Seit dem Bootsunglück im Mittelmeer, bei dem gegen 800 Flüchtlinge ums Leben kamen, fordern Politiker die Schaffung legaler Migrationswege. Wie drängend das Problem ist, zeigte sich am vergangenen Wochenende erneut in erschreckender Deutlichkeit: Über 6000 Menschen gerieten in Seenot und mussten gerettet werden.
Die Schweiz kennt ein Instrument für die legale Flucht, das «Visum aus humanitären Gründen». Es wurde 2012 als Ersatz für das Botschaftsasyl eingeführt. Wer an Leib und Leben bedroht ist, kann sich auch heute an eine Schweizer Vertretung wenden. Nach einer Fallprüfung kann der Bund eine Einreise in die Schweiz erlauben.
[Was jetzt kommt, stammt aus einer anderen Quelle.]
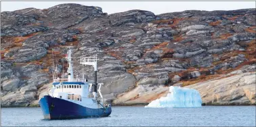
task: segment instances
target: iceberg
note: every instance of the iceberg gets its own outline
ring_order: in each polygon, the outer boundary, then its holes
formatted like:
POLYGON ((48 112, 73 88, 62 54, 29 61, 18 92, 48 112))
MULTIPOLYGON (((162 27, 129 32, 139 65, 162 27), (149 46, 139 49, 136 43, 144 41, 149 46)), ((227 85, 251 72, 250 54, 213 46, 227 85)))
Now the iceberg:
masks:
POLYGON ((171 86, 167 97, 152 101, 145 107, 198 107, 202 99, 195 89, 171 86))

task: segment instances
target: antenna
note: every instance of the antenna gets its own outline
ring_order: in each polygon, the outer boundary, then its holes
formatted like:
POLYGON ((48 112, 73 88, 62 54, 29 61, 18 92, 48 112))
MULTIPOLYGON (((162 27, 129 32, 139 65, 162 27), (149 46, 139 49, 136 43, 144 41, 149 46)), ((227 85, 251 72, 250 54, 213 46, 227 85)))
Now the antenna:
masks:
POLYGON ((52 56, 52 79, 54 80, 54 49, 51 49, 51 56, 52 56))

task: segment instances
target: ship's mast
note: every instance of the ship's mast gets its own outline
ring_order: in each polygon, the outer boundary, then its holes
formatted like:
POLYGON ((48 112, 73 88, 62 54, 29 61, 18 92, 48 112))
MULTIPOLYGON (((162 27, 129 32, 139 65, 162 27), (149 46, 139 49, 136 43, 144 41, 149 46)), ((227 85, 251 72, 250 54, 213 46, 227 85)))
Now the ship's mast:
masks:
POLYGON ((68 62, 68 82, 72 82, 74 78, 74 74, 73 74, 73 68, 72 67, 72 58, 71 58, 72 51, 71 49, 69 49, 68 51, 68 56, 66 57, 68 62))
POLYGON ((95 57, 81 57, 80 63, 93 66, 94 68, 94 83, 93 84, 93 95, 97 97, 97 55, 95 57))

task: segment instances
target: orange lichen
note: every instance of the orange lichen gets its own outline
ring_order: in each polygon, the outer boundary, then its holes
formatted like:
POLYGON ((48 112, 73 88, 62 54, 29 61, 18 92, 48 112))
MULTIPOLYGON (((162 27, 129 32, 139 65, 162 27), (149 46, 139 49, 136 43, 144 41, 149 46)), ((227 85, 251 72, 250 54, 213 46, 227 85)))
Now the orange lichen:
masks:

BLICK-Recherchen zeigen aber, dass diese legale Brücke aus dem Elend äusserst schmal ist. Trotz einzigartiger Flüchtlingskrise erhielten zwischen Herbst 2012 und April 2015 nur 191 Personen ein humanitäres Visum, rund 70 pro Jahr. 1247 Gesuche lehnten die Bundesbehörden ab. Vom Botschaftsasyl hatten noch erheblich mehr Flüchtlinge profitiert. Nämlich rund 200 Personen pro Jahr.
Beim Staatssekretariat für Migration (SEM) verteidigt man die tiefen Zahlen: Das humanitäre Visum sei nur für Einzelfälle gedacht. Wer Schutz brauche, erhalte Schutz, so SEM-Sprecher Martin Reichlin.
Für Kritiker ist jedoch klar: Die Behörden sind zu streng. SP-Nationalrätin Cesla Amarelle bezeichnet die Bewilligungspraxis als «äusserst restriktiv». Flüchtlinge, die ihre Heimat verlassen müssten und den Antrag für ein humanitäres Visum in einem Drittstaat stellten, hätten kaum Aussicht auf Erfolg, so Amarelle.
«Ihnen wird entgegnet, dass sie sich in einem Drittstaat und damit nicht mehr in Not befänden. Ihr Visumsantrag wird deshalb verweigert.» Nun fordert Amarelle breitere Massnahmen: massive humanitäre Kontingente. Ganz anders tönt es bei Bürgerlichen.
Bezüglich der Schaffung von neuen «legalen Migrationswegen» ist SVP-Migrationspolitiker Heinz Brand «sehr skeptisch». Er befürchtet einen noch stärkeren Andrang von Asylbewerbern. «Unsere Aufnahmekapazitäten und Ressourcen sind begrenzt», sagt Brand.